Testing by Coverage

time to read 2 min | 332 words

I'm going over NQA's test coverage right now. I added tests to some areas that desperately needed tests, and several code paths that weren't tested. The best parts were that I found pieces of dead code that I could just remove. As usual, ReSharper is invaluable in finding those parts.

I'm partly dog-fooding Rhino Mocks, and I got some interesting ideas for improvement, and partly to actually get a better code coverage on NQA :-) [I just thought that I've found a bug in NQA, but it was in my tests.]

I didn't have much chance to touch certain parts of the code, specifically, the SchemaEditing parts, and going over the tests is a great way to reacquaint myself with what is going on there. 

On the other hand, it's kind of depressing, I look over the list, and there is so much red there... :-( I'm currently reading Working Effectively With Legacy Code right now, and the definition there is "Legacy Code is code without tests."  On the third hand*, the book offer good advice about how to handle that. I wish I would've read it five months ago, I would've made a lot of different choices in how to bring NQA to the Fun-To-Work-With world.

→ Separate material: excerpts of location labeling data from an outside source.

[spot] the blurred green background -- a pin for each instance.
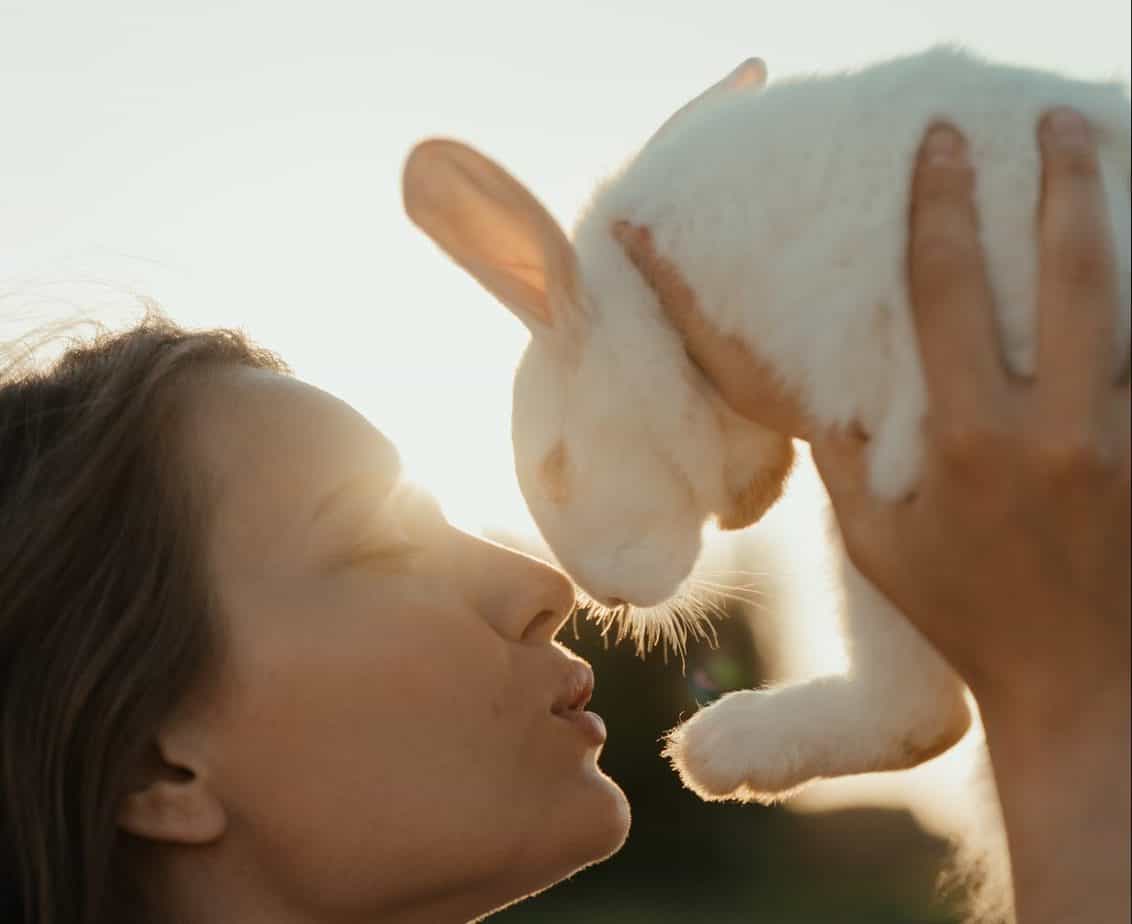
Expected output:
(691, 861)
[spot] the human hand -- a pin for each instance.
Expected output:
(1013, 555)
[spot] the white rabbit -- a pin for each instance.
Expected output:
(786, 212)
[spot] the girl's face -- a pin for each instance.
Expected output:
(384, 737)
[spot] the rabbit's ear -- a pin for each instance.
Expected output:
(492, 227)
(749, 75)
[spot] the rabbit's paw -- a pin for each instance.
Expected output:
(737, 749)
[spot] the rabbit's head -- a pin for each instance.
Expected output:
(623, 450)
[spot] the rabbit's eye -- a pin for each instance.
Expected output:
(552, 475)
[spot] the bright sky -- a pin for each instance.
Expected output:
(240, 162)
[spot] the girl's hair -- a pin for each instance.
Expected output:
(104, 604)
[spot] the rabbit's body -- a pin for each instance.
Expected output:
(786, 212)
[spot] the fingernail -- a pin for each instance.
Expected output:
(1065, 125)
(944, 146)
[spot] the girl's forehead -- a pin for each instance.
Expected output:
(274, 447)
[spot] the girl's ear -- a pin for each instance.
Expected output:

I've finished reading  Extreme Programming Explained : Embrace Change (2nd Edition), and I'm not sure what to think. On one hand, it's the first book that actually made me put it down and reach for the code. On the other hand, it seems that it's not quite an introductory text but more of a guide. It wasn't what I expected, that is certain. I think I'll need to re-read that (which I don't usually do for tech books) to really grok what Kent is trying to say.